Chapter 25 #3

He said he has wanted me for a while now. A while means after Josh died. After everything broke. What if I’m not real to him at all? Not in the way I thought. What if I’m just familiar? A mirror for an old wound. Someone who hurts in the same places he does. Someone who carries the same loss.

He misses Josh. I miss Josh. And maybe that’s all this is. Maybe I’m just the closest thing he has left. The thought lands hard and cruel, knocking the air from my lungs.

“I—I have to go,” I manage.

I don’t wait for her reply. I turn away, abandon the cart, push through the doors and into the cold. My heart pounds, loud and erratic, while doubt claws its way back to life.

I’m not easy to love. I never have been. I feel too much. I need too much. I unravel too quickly. Why would he be any different?

What if he wakes up one day and sees it clearly? Sees that I’m not enough to fill the space Josh left behind. That I was never meant to. I couldn’t fill that void for my parents, for Margo. How would it be any different for Rhett?

I will only ever a stand-in for something he lost.

I swallow, turn the key and drive home on autopilot.

I drop my bag by the door and head straight for my room, skipping the usual distractions. No music. No podcast. I can’t stand the thought of someone else’s voice in my head right now. I can barely stand my own.

I pull my suitcase from the closet and start packing for the lake. With Rhett’s schedule, I won’t have to see him until tomorrow. The thought steadies me more than it should. It buys me time. Time to figure out what the hell I’m supposed to do next.

I fold and toss with mechanical urgency, not really seeing what I’m putting in. Shirts. Jeans. A sweater I don’t remember choosing. I zip the bag shut and sink onto the edge of the bed, the mattress dipping beneath me.

I pull out my phone and stare at the screen. I know this isn’t going to help, but I have to see it with my own eyes. I start typing. Nashville Fire. The results list is way too long, and I can’t find the specific video. So I try again: Rhett Hayes firefighter Nashville recent fire.

The first link brings up a video. I squint at the screen to try to make out the person better.

The gear hides his face; it could be anyone.

But then, when he nearly slips on the ladder, carrying a limp body, and my stomach falls with it, the newscaster’s voice-over cuts in.
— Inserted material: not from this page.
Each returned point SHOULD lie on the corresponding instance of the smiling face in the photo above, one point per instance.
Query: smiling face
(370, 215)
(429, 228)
“That is Rhett Hayes, out of Nashville Station 9 right there. He was the true hero today. He pulled out three people on his own; the entire team saved seven total.”

Panic floods my body as I try to take deep breaths.

Air fights its way past my ribs, shallow and jagged.

What if I let him in and lose him too? What if the universe snatches someone else I love, leaves me empty again?

I can’t survive that, even when I convince myself that at least he would be with Josh. And they’d both be waiting for me.

Ping. A text lights up the screen, forcing me to refocus.

Rhett:

I'm missing you. The firehouse doesn't nearly smell as good as your skin does.

I'll swing by in the morning to pick you up.

I freeze. My thumb hovers over the keyboard. I can’t handle this right now. I’m not ready to sit beside him and talk about us. He will know something is wrong the moment I’m near him, and I’m not ready to confirm my biggest fear. I’m not ready to give him up. I open another thread and type faster.

Me:

Hey, can I ride up to the lake with you and Anderson?

Sissy Margs:

Of course. You good?

Me:

Yeah. Just want to get there early and catch up.

Sissy Margs:

Alright. We will be at your house at 8.

I switch back to Rhett.

Me:

They sound stinky.

I kinda forgot I told Margo I'd ride with her. She has been begging for some quality time.

But I'll see you up there?

I close the messages and toss my phone face down on the nightstand.

God, what have I done?

I let myself think last night and this morning were the beginning of something I’d been aching toward for years without admitting it out loud.

But I’m the untouchable girl. Josh’s sister. The one line he could never cross, the one thing he could never have. A living stand-in for a wound that never healed.

He lost his mother. One day, she simply stopped showing up, and it hollowed him out. I saw the cracks. I just didn’t know how deep they went.

Then he lost Josh. His best friend. His brother in everything but blood. The only person who knew the shape of his life from the inside. And now all that remains is me.

How did I not see it before?

Of course, he reached for me. Of course, he held on. Of course, he looked at me like I mattered. Maybe it wasn’t fate. Maybe it wasn’t love surviving a decade apart. Maybe it was desperation in the guise of familiarity—grief finding the closest warm body and refusing to let go.

The thought slices through me, clean and merciless.

I wanted to believe he chose me. Me. Not my history. Not my proximity to pain. But I’m not the girl he wants. I’m just the last piece of everything he lost.